The company is also flush with cash, having went public via SPAC in February, giving it $435 million in “unrestricted cash” to run and grow its operations.

After the acquisition, Root AI’s 19 employees are expected to join AppHarvest, with Co-Founder and CEO Josh Lessing taking on the role of AppHarvest CTO, and Co-Founder Ryan Knopf joining as VP of technology.

April 1, 2021

AeroFarms Partners With Hortifrut to Grow Blueberries, Caneberries Via Vertical Farming

Vertical farming company AeroFarms this week announced it a partnership with Chile-based berry producer and distributor Hortifrut. Via the multi-year partnership, the companies will research and develop blueberry and caneberry production in controlled environment agriculture (CEA) settings, including vertical farms.

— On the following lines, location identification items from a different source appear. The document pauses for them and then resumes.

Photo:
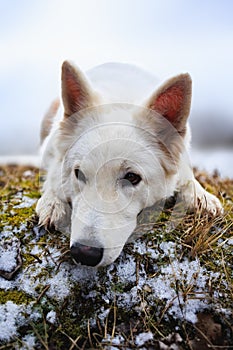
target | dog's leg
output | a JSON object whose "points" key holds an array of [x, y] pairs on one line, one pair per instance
{"points": [[195, 196], [52, 211]]}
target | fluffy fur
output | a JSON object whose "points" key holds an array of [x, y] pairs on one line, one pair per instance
{"points": [[119, 147]]}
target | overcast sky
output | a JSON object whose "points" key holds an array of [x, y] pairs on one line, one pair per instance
{"points": [[164, 36]]}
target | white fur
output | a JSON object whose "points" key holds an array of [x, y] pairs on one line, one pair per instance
{"points": [[109, 140]]}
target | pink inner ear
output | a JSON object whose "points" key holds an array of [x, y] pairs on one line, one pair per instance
{"points": [[170, 102], [73, 92]]}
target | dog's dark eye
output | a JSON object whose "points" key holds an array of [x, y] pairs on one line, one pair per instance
{"points": [[80, 176], [133, 178]]}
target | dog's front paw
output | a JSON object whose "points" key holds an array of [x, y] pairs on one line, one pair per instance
{"points": [[53, 212], [209, 202]]}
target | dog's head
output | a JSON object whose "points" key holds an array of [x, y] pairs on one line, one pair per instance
{"points": [[117, 159]]}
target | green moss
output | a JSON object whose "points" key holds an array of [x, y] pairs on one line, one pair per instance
{"points": [[18, 297]]}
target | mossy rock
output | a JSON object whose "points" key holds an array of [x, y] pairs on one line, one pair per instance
{"points": [[169, 287]]}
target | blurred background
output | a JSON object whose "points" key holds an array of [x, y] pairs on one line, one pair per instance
{"points": [[166, 37]]}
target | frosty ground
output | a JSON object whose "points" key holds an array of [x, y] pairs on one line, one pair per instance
{"points": [[170, 289]]}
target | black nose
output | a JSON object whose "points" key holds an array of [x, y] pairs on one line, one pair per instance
{"points": [[90, 256]]}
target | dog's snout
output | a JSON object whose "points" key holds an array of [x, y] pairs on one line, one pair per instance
{"points": [[86, 255]]}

Up to now, AeroFarms has been known primarily for growing leafy greens and herbs inside its commercial-scale vertical farms on the east coast. Blueberries and caneberries (blackberries, raspberries, etc.) are both a departure from the usual from AeroFarms, and somewhat unique in the vertical farming space, where strawberries are more common. 

According to a press release, the first phase of the partnership between the two companies is underway, and blueberry plants will arrive at AeroFarms’ New Jersey facility this spring. Hortifrut has bred “compact blueberry plants ideal for vertical farming,” while AeroFarms has adjusted its proprietary tech system for berry production. 

While the companies aim to commercialize the process of growing these berries indoors, there is not yet any kind of timeframe as to when we might see vertically grown blueberries or caneberries on store shelves. Rather, this first phase of the partnership appears to be more about experimenting with Hortifrut berries in an indoor setting and assessing how feasible it is to grow such foods via CEA.

Fruit on the vertical farm is still the exception rather than the rule when it comes to the crops companies grow. As noted above, strawberries are more common at this point, with companies like SinGrow and Oishii growing high-end versions of the berry and Plenty partnering with Driscoll’s on the west coast. 

AeroFarms’ news comes just days after the company announced it will go public via a merger with special purpose acquisition company Spring Valley Acquisition Corp.